After I have my set up I try to run with a regular daily routine when I am abroad. Additional stresses like jet lag, heat, new allergies, a suppressed immune system that easily picks up a stray infection (skin is my most common vector not lung these days), and other more quotidian travel stresses all hit me hard.
I’d like to think about this problem with a bit of distance. What if we have a coercive state and social consensus for something you’d consider a personal preference or choice, but civil society views as as deviant? You will need to find ways to look like you are conforming even if in private, you are not. So how do you do so?
You may find it helpful to not stick out. In that situation there are two ways to survive an attack. Being protected and in the middle of the herd. Or be as far away from the herd as you can be.
Anyone on the edges of the herd of social consensus, but still within the second or third standard deviation from the norm may get hurt. Forced metaphor of the brutal blue curve but you get what I mean. Better to be a true outlier, as the secondary standard deviation will be forced by a brutal bell curve to fit in better.

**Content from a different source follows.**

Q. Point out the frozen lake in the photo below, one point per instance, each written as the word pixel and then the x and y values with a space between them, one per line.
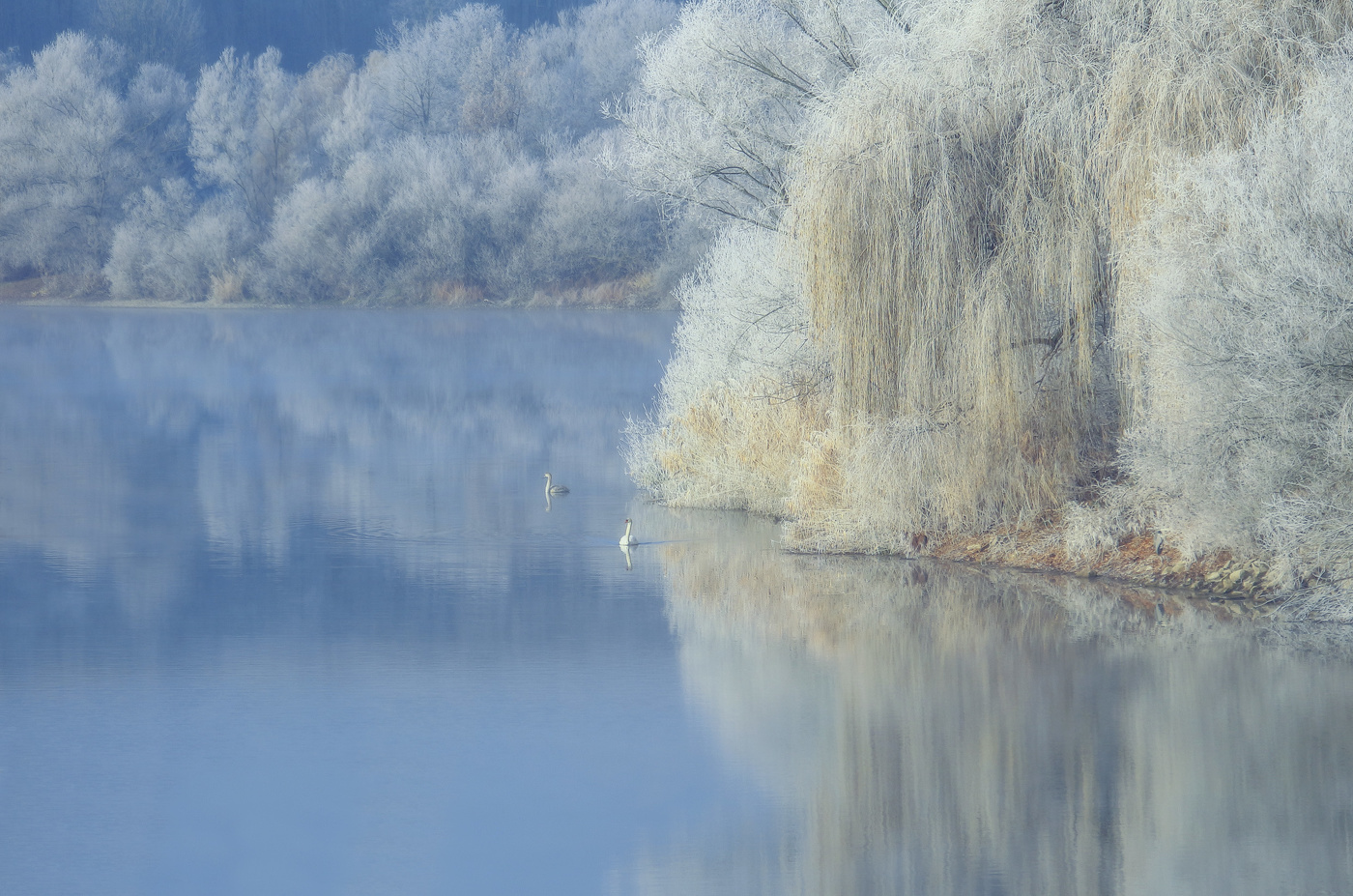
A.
pixel 284 609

If we add in artificial intelligence to the equation, we’ve got even more effective tools for monitoring and surveillance of out-group behavior and even easier mechanisms to deploy social shaming force at scale to insure social adherence. The panopticon is us. An army of Karens armed with the probability you will deviate waiting to pounce.
See for instance a social shaming quote tweet campaign. Now imagine it’s state sponsored propaganda but organized, through the seemingly spontaneous egregores of populism, add a dash of rule by authoritarianism and you’ve got yourself quite a problem. The wisdom of crowds can look like mania.
I’ve been suffering from an autoimmune issue, exacerbated by allergies and pollen, so I’ve used the air conditioning on 80 degree days. This was enough to get my neighbors to complain to me twice. I attempted to comply by going to a hotel but quickly found that no hotel would let me turn the thermostat below 72 degrees.
I decided to brave the noisy neighbors and run the air conditioning at the Airbnb in the end, but I didn’t appreciate having to lay our personal health problems to justify a private decision. Now extrapolate this out to genuinely serious situations. The disability issues are often an early lens into wider social attitudes on freedom, choice, value and worth.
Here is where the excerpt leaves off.